Icelandic actress (1938–2020)

Sigríður Geirsdóttir (anglicized as Sigridur Geirsdottir; 29 May 1938 – 1 February 2020) was an Icelandic actress, model and beauty pageant titleholder who was crowned Miss Iceland 1959. She also appeared in American television series and movies as Sirry Steffen in the 1960s.

==Pageant career==
She won the Miss Iceland contest in 1959. In August 1960, she competed against fifty-one other national winners in the very first Miss International 1960 contest, held at the Veteran's Memorial Coliseum in Long Beach, California. She received the title Miss Photogenic, and finished as 2nd runner-up, behind 1st runner-up Miss India, and winner Miss Colombia (now the Philippines' prestigious Binibining Pilipinas national director Stella Márquez-Araneta).

==Television career==
Her best known role was as Mrs. Drysdale's maid Marie, in three 1962 episodes of The Beverly Hillbillies.
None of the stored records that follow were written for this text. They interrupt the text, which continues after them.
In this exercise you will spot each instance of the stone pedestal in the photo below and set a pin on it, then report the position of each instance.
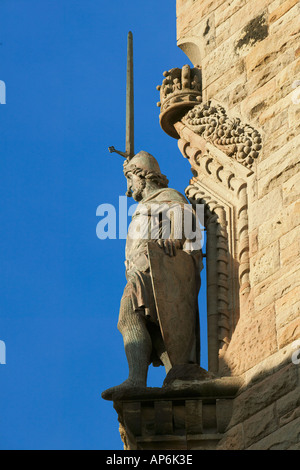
(184, 415)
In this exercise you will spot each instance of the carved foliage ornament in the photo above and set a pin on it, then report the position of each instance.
(181, 100)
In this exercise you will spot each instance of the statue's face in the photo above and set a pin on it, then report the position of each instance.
(136, 186)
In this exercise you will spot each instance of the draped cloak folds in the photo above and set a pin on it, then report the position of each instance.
(146, 225)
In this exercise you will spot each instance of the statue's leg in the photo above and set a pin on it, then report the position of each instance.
(138, 347)
(159, 346)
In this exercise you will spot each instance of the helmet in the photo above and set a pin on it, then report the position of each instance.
(144, 161)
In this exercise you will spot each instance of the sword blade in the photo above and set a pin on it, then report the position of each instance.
(129, 99)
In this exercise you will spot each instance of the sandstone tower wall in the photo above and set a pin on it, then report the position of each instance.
(249, 53)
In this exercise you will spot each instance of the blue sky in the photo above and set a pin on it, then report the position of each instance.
(64, 65)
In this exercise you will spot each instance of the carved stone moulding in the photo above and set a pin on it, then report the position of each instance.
(180, 91)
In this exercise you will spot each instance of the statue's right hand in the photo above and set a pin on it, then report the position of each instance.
(170, 246)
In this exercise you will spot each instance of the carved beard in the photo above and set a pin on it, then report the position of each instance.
(137, 192)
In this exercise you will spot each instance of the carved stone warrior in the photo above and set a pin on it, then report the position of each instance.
(158, 315)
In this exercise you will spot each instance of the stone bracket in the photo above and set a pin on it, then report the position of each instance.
(183, 417)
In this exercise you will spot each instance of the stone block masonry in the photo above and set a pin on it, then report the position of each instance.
(249, 54)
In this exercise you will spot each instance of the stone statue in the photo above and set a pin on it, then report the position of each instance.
(158, 316)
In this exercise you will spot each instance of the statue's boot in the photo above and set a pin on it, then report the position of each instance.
(138, 347)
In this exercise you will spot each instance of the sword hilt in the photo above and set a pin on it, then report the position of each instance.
(113, 150)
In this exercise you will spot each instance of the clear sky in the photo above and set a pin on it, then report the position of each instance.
(64, 65)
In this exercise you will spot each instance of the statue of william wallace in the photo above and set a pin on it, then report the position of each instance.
(158, 316)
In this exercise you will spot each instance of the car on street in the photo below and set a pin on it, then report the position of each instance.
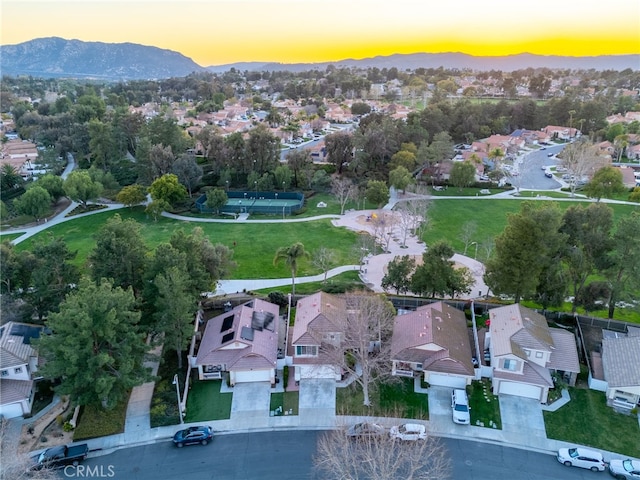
(625, 469)
(364, 430)
(408, 432)
(460, 407)
(193, 435)
(581, 457)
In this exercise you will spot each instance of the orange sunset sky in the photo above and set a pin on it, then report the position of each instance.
(215, 32)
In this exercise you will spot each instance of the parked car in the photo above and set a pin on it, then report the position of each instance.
(460, 407)
(625, 469)
(193, 435)
(581, 457)
(57, 457)
(364, 429)
(408, 432)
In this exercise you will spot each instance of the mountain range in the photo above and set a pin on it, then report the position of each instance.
(58, 57)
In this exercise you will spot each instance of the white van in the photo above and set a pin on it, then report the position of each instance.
(460, 407)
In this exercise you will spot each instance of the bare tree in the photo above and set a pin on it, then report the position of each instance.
(323, 259)
(16, 465)
(344, 190)
(581, 160)
(380, 457)
(364, 348)
(467, 233)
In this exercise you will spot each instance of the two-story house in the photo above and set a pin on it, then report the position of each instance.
(318, 323)
(524, 352)
(242, 343)
(433, 341)
(18, 367)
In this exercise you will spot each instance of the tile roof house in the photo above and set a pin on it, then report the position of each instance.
(621, 365)
(524, 352)
(433, 341)
(243, 343)
(318, 320)
(18, 367)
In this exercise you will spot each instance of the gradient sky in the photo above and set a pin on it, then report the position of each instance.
(216, 32)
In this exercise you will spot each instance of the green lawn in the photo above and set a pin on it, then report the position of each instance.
(485, 407)
(586, 420)
(205, 402)
(387, 400)
(287, 400)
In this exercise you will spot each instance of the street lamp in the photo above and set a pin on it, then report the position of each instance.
(475, 255)
(177, 384)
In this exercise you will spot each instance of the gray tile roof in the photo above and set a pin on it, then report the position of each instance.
(621, 361)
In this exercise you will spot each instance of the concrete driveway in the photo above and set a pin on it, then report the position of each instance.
(522, 418)
(317, 402)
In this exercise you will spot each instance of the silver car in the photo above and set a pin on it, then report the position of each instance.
(625, 469)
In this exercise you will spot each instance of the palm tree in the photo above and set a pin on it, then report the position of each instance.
(291, 255)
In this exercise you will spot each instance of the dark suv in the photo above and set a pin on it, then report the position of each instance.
(193, 435)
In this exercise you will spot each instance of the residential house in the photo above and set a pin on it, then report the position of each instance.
(318, 321)
(621, 366)
(524, 352)
(243, 343)
(433, 342)
(18, 368)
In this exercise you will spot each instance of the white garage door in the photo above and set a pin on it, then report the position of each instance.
(520, 390)
(253, 376)
(11, 410)
(439, 380)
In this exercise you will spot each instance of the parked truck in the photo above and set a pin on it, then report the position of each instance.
(56, 457)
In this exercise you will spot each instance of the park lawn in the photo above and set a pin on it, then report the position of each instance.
(396, 399)
(205, 402)
(586, 420)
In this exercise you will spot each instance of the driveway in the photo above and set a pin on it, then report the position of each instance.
(522, 418)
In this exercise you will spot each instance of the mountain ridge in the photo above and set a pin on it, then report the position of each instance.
(59, 57)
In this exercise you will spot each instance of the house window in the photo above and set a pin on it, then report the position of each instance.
(510, 365)
(306, 350)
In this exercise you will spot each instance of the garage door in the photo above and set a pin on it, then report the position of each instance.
(439, 380)
(520, 390)
(253, 376)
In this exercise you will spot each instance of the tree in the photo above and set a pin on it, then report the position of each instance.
(119, 254)
(606, 182)
(398, 274)
(216, 199)
(80, 188)
(35, 202)
(175, 306)
(168, 189)
(377, 192)
(132, 195)
(188, 171)
(291, 255)
(462, 175)
(379, 457)
(52, 275)
(400, 178)
(588, 243)
(95, 349)
(324, 259)
(344, 190)
(52, 184)
(623, 271)
(530, 235)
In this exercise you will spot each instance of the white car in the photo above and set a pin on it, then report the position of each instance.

Her first television role was as Miss Iceland in the 1960 private-eye series Michael Shayne, starring Richard Denning, in the episode Death Selects the Winner, broadcast December 23, 1960.

She appeared as "French Girl" in The Old Magic episode of The Tom Ewell Show, broadcast March 14, 1961.

==Film career==
In Hollywood, her first film role was a minor one in the 1962 film Hitler, starring Richard Basehart in the title role. She had a major role in the 1963 horror film The Crawling Hand, as Marta Farnstrom, the Swedish exchange-student girlfriend of the young man possessed by "The Crawling Hand". In promotional materials for the film, she was billed as "Introducing The 'Sex Iceberg' Sirry Steffen."
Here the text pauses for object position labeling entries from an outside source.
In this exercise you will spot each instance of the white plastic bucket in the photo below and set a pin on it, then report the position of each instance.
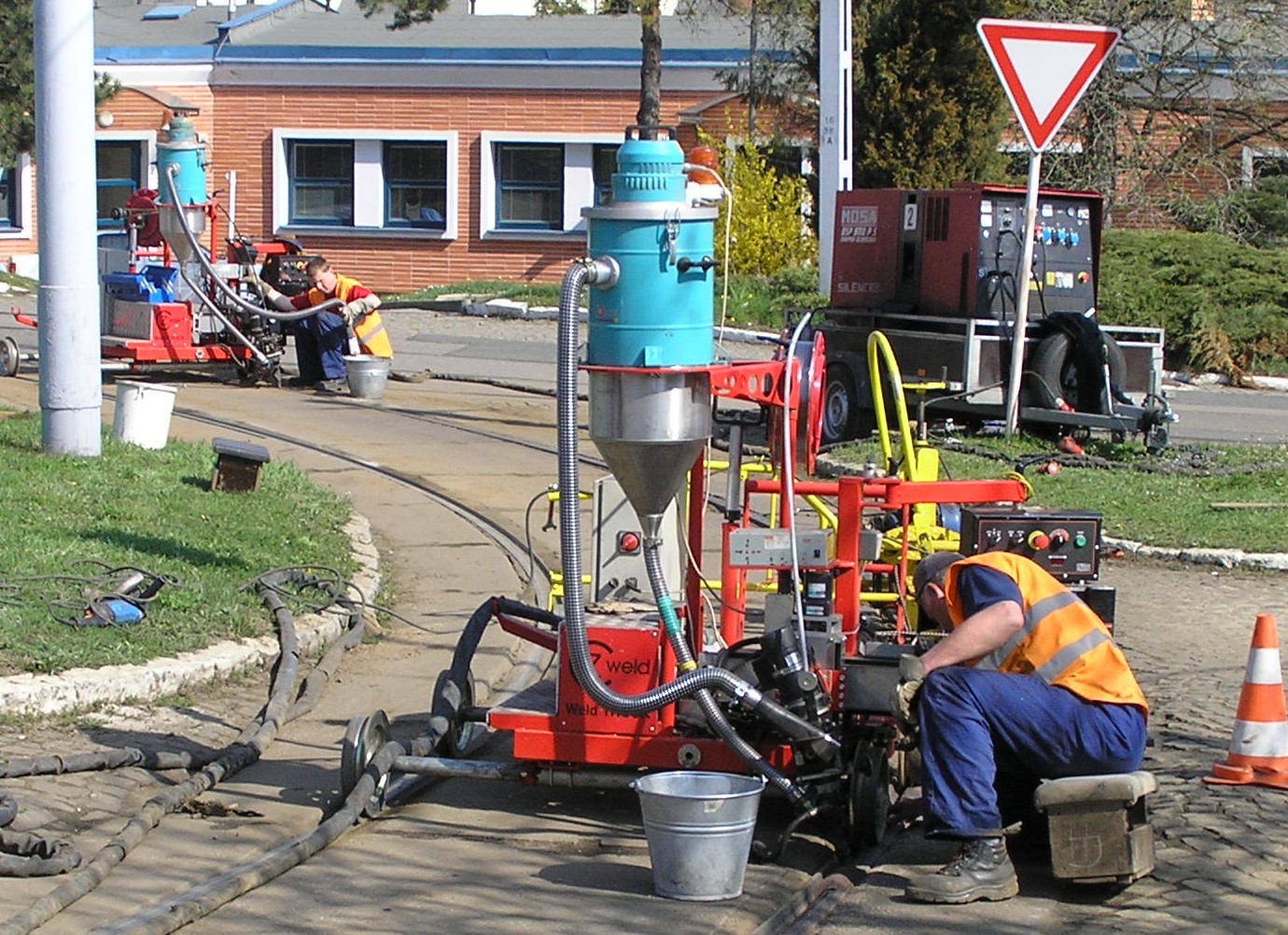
(700, 829)
(367, 375)
(143, 412)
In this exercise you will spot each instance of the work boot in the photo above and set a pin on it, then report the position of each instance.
(980, 871)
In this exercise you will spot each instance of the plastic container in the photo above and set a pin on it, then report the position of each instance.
(143, 413)
(367, 375)
(700, 829)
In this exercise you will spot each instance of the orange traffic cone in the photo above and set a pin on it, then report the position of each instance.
(1258, 749)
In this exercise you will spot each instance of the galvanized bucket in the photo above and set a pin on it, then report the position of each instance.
(367, 375)
(700, 829)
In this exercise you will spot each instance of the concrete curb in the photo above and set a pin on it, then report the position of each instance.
(83, 688)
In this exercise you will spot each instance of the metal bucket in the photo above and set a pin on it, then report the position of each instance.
(367, 375)
(700, 827)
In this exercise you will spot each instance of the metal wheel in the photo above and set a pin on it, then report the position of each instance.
(461, 732)
(362, 741)
(9, 356)
(870, 798)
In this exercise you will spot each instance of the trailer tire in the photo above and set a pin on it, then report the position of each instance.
(843, 417)
(1051, 372)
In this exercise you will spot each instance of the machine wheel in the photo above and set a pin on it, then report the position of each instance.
(1051, 371)
(870, 796)
(841, 419)
(362, 741)
(458, 737)
(9, 356)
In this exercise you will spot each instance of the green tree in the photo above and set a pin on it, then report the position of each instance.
(929, 110)
(1163, 133)
(17, 80)
(768, 232)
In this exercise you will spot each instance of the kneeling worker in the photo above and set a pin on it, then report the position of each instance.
(322, 341)
(1027, 685)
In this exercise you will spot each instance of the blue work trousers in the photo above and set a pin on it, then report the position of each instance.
(988, 737)
(321, 342)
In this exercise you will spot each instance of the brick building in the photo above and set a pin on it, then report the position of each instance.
(460, 148)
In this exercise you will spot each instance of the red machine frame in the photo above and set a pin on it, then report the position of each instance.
(565, 728)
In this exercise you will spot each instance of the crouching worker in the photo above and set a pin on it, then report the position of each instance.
(1027, 685)
(322, 341)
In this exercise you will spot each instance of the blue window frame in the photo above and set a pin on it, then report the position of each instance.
(120, 174)
(416, 185)
(529, 186)
(321, 179)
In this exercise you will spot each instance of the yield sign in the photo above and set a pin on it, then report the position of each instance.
(1044, 68)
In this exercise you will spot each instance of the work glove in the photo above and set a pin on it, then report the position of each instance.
(358, 308)
(903, 695)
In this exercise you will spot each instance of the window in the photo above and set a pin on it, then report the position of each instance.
(604, 161)
(120, 174)
(535, 186)
(529, 186)
(380, 183)
(416, 185)
(321, 182)
(9, 199)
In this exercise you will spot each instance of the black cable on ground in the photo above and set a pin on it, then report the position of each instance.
(31, 856)
(231, 760)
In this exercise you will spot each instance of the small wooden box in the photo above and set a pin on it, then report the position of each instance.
(237, 465)
(1099, 827)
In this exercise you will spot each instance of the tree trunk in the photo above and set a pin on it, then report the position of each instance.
(651, 64)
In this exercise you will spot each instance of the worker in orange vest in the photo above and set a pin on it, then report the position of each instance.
(1027, 685)
(322, 341)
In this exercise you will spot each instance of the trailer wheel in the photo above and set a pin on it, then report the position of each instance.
(1051, 375)
(840, 406)
(362, 741)
(461, 732)
(870, 799)
(9, 356)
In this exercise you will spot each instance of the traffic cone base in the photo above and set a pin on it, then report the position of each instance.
(1258, 747)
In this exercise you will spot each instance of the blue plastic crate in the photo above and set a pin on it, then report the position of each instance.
(151, 284)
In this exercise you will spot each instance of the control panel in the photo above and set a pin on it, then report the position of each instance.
(1064, 542)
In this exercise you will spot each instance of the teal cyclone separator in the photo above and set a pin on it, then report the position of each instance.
(660, 312)
(189, 153)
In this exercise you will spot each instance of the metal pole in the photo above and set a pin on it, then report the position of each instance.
(834, 131)
(68, 342)
(1022, 301)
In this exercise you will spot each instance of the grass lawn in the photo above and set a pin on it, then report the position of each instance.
(72, 523)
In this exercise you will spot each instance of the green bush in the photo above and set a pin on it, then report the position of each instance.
(769, 230)
(1224, 305)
She had an uncredited role as "Party Girl" in the 1964 film Bedtime Story, starring Marlon Brando and David Niven.

In 1982, she had a major role credited to her Icelandic name in the film Okkar á milli: Í hita og þunga dagsins (Inter Nos), a change-of-pace film created by Iceland's famous Viking-film director Hrafn Gunnlaugsson about a man's mid-life crisis.
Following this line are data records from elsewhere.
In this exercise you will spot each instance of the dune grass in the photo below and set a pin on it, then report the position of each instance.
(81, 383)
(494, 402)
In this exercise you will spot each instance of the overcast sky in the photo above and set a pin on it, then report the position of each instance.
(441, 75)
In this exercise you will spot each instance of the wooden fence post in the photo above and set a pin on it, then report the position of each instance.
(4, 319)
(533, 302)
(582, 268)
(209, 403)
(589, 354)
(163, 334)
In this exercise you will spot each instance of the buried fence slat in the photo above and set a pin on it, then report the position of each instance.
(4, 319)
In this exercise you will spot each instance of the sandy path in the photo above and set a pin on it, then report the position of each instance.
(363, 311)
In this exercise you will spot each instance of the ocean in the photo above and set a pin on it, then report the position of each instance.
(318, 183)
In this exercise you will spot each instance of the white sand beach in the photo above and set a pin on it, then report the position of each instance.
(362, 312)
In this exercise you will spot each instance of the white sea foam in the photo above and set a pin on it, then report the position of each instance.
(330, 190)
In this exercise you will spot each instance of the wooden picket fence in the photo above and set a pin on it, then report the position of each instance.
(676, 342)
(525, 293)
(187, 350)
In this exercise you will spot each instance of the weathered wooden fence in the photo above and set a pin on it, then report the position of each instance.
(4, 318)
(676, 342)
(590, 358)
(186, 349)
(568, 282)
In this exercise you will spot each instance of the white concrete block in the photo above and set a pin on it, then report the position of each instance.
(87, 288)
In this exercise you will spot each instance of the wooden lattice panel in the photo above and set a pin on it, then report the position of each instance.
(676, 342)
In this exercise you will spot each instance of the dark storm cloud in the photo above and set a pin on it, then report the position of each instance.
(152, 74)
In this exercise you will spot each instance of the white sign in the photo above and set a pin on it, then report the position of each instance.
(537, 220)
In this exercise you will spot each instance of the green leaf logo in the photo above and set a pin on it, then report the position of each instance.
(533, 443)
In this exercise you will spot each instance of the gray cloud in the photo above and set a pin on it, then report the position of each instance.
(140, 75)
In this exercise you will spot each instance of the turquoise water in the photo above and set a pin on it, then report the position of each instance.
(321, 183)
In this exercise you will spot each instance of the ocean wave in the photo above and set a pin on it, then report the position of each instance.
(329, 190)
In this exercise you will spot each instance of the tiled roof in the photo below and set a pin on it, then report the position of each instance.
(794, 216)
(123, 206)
| Year | Title | Role | Notes |
|---|---|---|---|
| 1962 | Hitler | Anna |  |
| 1963 | The Crawling Hand | Marta Farnstrom |  |
| 1964 | Bedtime Story | Party Girl | Uncredited |
| 1982 | Okkar á milli: Í hita og þunga dagsins (Inter Nos) |  | Final film role |

==Personal life==
Sigriður Geirsdóttir was born May 29, 1938, in Iceland. After finishing Menntaskólinn í Reykjavík (Reykjavík Junior College) in 1958, she studied French and Swedish at The University of Iceland (Háskóli Islands), also in Reykjavík, after which she became Miss Iceland (Ungfrú Ísland]. In 1960, she competed in the Miss International competition, and traveled the world as part of the entourage representing the pageant. She moved to California in the last few months of 1960 to embark on her television and film career, but moved back to Iceland in the mid-1960s. She was married twice. Her first husband was Þorkell Valdimarsson; they divorced. Her second husband was Stefán Bjarnason. She re-entered the film world with her 1982 role in the Icelandic film mentioned above. She lived for the rest of her life in Iceland.